De volgende dag, het was een zaterdag, gingen mijn moeder en ik naar de stad. Op weg ernaartoe werd ik steeds zenuwachtiger. Ik kwam iedereen uit mijn oude leven weer tegen. En zij zagen mij. Ik weet niet wat er gebeurde, maar ik werd weer net zo'n robot als toen ik nog bij Manou was. Ik keek ze aan en liep naar ze toe zonder erbij na te denken. Alsof ze magneten waren en ik een stukje ijzer. Gelukkig was mijn moeder erbij, die hield me wel tegen.

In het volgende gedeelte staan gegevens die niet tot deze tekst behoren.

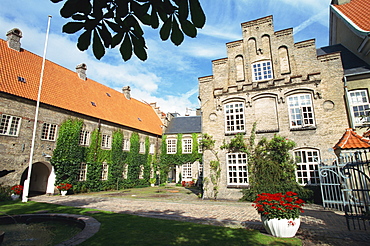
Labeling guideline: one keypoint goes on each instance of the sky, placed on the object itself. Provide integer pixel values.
(170, 75)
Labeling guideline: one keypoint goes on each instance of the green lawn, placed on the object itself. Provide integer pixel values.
(124, 229)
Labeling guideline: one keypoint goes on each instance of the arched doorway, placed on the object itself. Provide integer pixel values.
(42, 178)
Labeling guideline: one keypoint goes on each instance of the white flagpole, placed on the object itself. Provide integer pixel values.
(28, 180)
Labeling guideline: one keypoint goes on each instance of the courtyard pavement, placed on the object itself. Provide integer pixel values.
(319, 226)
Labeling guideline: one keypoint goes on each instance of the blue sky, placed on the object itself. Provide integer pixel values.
(170, 75)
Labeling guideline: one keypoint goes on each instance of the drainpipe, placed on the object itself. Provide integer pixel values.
(346, 98)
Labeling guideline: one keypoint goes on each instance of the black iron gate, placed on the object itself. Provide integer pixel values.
(345, 185)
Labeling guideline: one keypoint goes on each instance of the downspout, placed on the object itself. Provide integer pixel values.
(346, 98)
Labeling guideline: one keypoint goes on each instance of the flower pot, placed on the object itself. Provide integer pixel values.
(14, 196)
(281, 227)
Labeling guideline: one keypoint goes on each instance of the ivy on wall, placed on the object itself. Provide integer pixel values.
(68, 156)
(177, 159)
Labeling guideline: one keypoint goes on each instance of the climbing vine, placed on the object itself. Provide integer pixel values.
(68, 156)
(177, 159)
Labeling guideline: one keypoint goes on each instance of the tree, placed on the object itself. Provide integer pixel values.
(109, 23)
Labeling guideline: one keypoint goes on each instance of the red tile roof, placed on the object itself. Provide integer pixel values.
(64, 89)
(351, 140)
(358, 11)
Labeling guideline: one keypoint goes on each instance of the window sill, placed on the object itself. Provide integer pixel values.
(237, 186)
(303, 128)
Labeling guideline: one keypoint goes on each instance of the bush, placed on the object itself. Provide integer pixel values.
(5, 193)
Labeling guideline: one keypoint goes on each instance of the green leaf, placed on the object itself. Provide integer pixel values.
(117, 39)
(105, 35)
(166, 29)
(139, 47)
(176, 35)
(98, 48)
(72, 27)
(154, 19)
(188, 28)
(84, 40)
(183, 9)
(126, 48)
(79, 17)
(197, 14)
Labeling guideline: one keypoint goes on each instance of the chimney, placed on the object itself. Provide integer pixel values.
(14, 39)
(81, 71)
(126, 91)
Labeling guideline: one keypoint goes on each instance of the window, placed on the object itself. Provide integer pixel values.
(307, 166)
(234, 117)
(84, 138)
(126, 144)
(83, 172)
(9, 125)
(105, 141)
(360, 106)
(186, 171)
(171, 146)
(200, 145)
(187, 146)
(262, 70)
(151, 149)
(237, 169)
(104, 172)
(200, 170)
(142, 147)
(48, 132)
(301, 111)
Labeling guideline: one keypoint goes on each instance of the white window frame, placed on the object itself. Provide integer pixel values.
(301, 113)
(104, 172)
(142, 147)
(200, 170)
(171, 146)
(187, 145)
(84, 138)
(360, 107)
(106, 141)
(234, 117)
(262, 70)
(48, 131)
(126, 144)
(10, 125)
(83, 172)
(237, 169)
(187, 171)
(200, 145)
(307, 161)
(151, 149)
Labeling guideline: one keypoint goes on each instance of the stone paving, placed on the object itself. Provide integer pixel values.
(318, 226)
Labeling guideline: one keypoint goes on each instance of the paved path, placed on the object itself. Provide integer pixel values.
(318, 226)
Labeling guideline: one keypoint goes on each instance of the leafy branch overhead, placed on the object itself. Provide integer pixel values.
(111, 23)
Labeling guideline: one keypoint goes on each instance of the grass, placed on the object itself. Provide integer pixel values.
(124, 229)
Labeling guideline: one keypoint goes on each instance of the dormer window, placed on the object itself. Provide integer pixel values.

De dagen dat ik thuis was, waren voor mijn gevoel net als eerst. Er was niks veranderd. Ik voelde me net zo verrot als toen ik er wegging. Ik vond mijn moeder net zo vervelend, ik wilde niet dat ze zich met mij bemoeide. Als ze iets over India vroeg, ergerde ik me al dood. Eigenlijk best sneu voor haar, want zij dacht natuurlijk dat er een heleboel was veranderd in mij. Volgens mij was dat wel een teleurstelling voor haar, wat ik me nu heel goed kan voorstellen. Toen niet, toen werd ik er alleen maar chagrijnig van. Ik ben blij dat ik nu weer normaal kan denken - meestal dan. Natuurlijk heb ik nu soms ook nog weieens momenten dat ik weer helemaal into Manou ben. Maar het valt heel erg mee en ik weet nu hoe ik mezelf weer onder controle kan krijgen om me niet helemaal mee te laten slepen in dat gevoel.

Ik was in het huis van mijn moeder heel gespannen. Ik had steeds het gevoel dat ik elk moment gebeld kon worden, alsof ik elk moment weer naar de stad moest voor een afspraak met een van de jongens die mijn verleden verziekt hadden. Raar, want ik had toen nog geen telefoon. Manou stond dagelijks voor mijn deur te wachten tot ik een keer alleen de hond uit zou laten. En ik voelde me niet sterk genoeg om tegen hem in te gaan. Het was dat een van mijn broertjes altijd meeging om de hond uit te laten, en dat ik die niet achter wilde laten, anders was ik meteen teruggegaan. Terug naar de wereld die ik toen toch echt nog beter vond dan de normale wereld. Ook omdat ik nog niks te doen had. Ik had geen school, geen werk, geen zekerheid.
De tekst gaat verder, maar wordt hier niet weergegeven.